Case Study 20: The Digestive and Urinary Systems
Marissa, a newborn with a cleft lip and palate, is the third child of Juan and Maria. Both Juan and Maria are “visually alarmed” at Marissa’s appearance; however, Juan is more distant and reserved. Maria is very concerned with Marissa’s wellbeing and future and seems to take blame for Marissa’s physical condition. 2)

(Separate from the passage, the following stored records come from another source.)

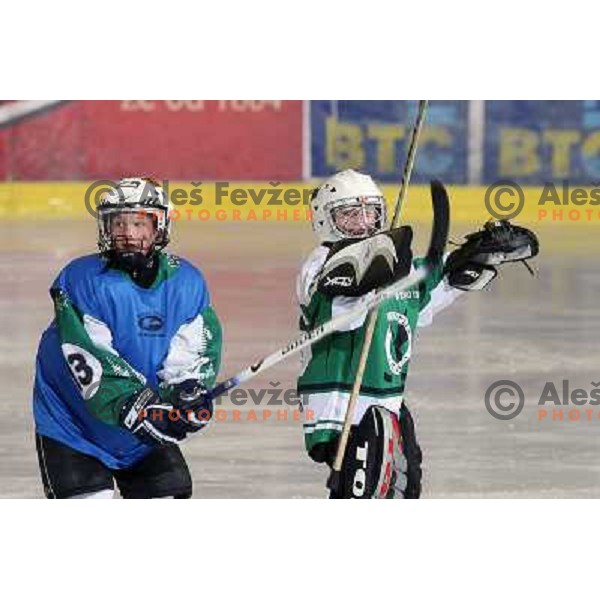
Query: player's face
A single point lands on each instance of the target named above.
(357, 220)
(132, 232)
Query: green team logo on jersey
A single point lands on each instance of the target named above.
(398, 345)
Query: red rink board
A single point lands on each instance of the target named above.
(174, 139)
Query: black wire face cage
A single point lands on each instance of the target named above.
(159, 214)
(376, 202)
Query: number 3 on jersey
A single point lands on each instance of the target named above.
(85, 368)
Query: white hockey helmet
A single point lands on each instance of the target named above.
(344, 190)
(138, 195)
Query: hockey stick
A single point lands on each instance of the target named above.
(439, 235)
(408, 167)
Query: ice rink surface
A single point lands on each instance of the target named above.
(531, 331)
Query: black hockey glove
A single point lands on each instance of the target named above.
(472, 265)
(182, 410)
(357, 267)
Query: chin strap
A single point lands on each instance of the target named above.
(141, 267)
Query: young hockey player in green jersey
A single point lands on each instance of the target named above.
(357, 255)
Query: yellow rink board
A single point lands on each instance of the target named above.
(263, 201)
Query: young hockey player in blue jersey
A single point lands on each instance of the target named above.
(356, 256)
(123, 369)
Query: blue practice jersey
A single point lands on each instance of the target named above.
(165, 334)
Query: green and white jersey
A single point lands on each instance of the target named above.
(330, 365)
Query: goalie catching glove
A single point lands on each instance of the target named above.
(182, 410)
(354, 268)
(472, 265)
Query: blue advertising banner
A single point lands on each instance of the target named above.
(372, 136)
(541, 141)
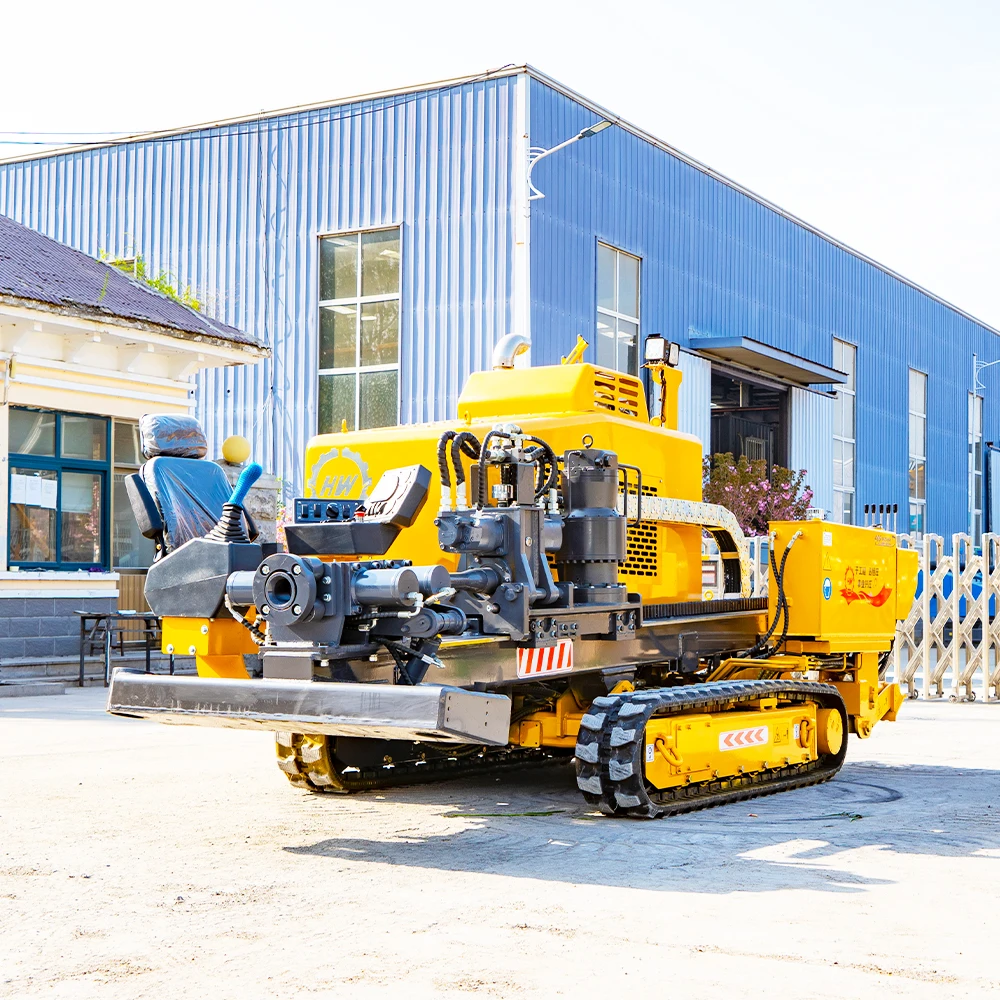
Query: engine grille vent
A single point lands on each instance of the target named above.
(642, 545)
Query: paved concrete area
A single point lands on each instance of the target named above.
(139, 860)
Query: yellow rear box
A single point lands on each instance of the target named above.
(845, 585)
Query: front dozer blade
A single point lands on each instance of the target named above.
(377, 711)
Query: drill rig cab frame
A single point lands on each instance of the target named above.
(546, 608)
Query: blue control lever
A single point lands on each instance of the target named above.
(248, 477)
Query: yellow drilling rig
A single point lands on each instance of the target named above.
(517, 587)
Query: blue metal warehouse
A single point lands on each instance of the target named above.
(382, 244)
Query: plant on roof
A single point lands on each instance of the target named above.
(136, 267)
(745, 488)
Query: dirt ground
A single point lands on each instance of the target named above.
(139, 860)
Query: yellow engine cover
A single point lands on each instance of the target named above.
(563, 404)
(846, 586)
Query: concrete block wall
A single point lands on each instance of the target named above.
(35, 629)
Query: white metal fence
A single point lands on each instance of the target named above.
(949, 644)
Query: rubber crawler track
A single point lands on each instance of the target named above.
(609, 749)
(309, 762)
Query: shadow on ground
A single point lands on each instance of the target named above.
(807, 839)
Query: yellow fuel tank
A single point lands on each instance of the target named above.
(846, 586)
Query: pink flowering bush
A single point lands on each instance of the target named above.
(745, 488)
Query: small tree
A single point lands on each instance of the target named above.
(745, 488)
(136, 267)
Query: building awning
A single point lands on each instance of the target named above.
(754, 355)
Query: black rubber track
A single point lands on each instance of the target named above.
(609, 749)
(313, 764)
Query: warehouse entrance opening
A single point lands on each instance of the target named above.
(749, 417)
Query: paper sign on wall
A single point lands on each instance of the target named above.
(49, 489)
(17, 488)
(33, 491)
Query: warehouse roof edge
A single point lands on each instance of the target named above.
(499, 72)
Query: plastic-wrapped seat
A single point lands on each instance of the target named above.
(178, 494)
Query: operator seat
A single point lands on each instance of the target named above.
(177, 494)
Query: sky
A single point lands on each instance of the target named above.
(876, 121)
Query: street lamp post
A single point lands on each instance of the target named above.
(536, 153)
(977, 367)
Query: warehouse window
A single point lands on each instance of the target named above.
(975, 467)
(359, 283)
(844, 433)
(617, 310)
(58, 483)
(918, 451)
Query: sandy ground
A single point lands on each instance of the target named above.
(139, 860)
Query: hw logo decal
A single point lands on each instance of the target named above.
(340, 474)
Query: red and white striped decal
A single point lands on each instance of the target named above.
(736, 739)
(546, 660)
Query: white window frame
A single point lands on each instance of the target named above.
(917, 452)
(357, 301)
(849, 389)
(975, 467)
(614, 314)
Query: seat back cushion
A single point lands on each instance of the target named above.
(189, 494)
(177, 435)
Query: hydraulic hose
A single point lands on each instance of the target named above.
(549, 458)
(484, 452)
(463, 443)
(761, 646)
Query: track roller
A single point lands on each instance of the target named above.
(612, 749)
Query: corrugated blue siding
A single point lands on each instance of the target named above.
(717, 260)
(694, 401)
(810, 445)
(234, 212)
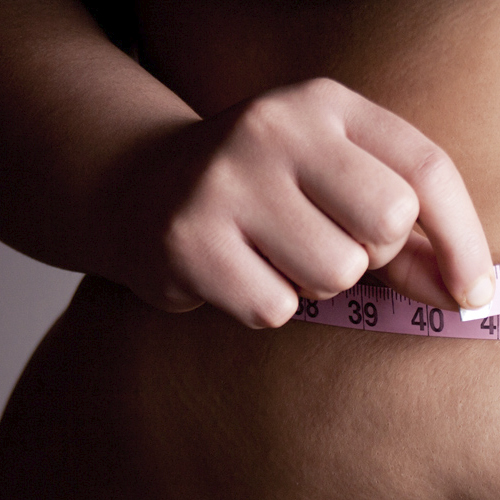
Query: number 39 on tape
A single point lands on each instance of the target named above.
(381, 309)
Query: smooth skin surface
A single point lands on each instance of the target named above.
(124, 400)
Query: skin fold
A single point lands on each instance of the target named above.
(124, 400)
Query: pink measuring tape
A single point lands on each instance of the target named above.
(381, 309)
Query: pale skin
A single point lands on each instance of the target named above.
(126, 400)
(227, 196)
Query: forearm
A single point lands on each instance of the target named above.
(72, 107)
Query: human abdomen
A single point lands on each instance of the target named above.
(197, 406)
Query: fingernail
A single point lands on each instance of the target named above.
(482, 292)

The incidence of cleft lip (CL) with or without cleft palate (CP) is approximately 1 in 800 live births. The incidence of CP alone is 1 in 2000 live births. CL with or without CP is more common in males, and CP alone is more common in females. The defect appears more often in Asians and certain tribes of Native Americans than in whites and less frequently in blacks. History shows that heredity plays a role in the occurrence of cleft lip and palate deformities. There is a 40% increase of clefting in siblings of a child with a cleft lip or palate. Parental age also seems to be a contributing factor; the risk of having an infant with a cleft lip or palate deformity increases in parents older than age 30. Certain medications, such as phenytoin sodium, have been shown to increase the incidence of cleft lip and palate. Maternal smoking in the first trimester is believed to be the cause of 11-12% of all cases of CL and/or CP. 3)
No, the response seen in Marissa’s parents is not unusual. The birth of an infant is an exciting and stressful event, even when the pregnancy, labor, and delivery go well. For the parents of an infant born with a facial anomaly, however, it can be a devastating experience. Facial clefting is one of the most common birth deformities. Feelings of fear, guilt, resentment, inadequacy, shame, and grief are common among parents and family members of babies born with cleft deformities. 4)
The nurse can therapeutically respond by stating, “A cleft palate is usually closed within the first year of life so that the child's speech normally develops. Sometimes a prosthetic device is...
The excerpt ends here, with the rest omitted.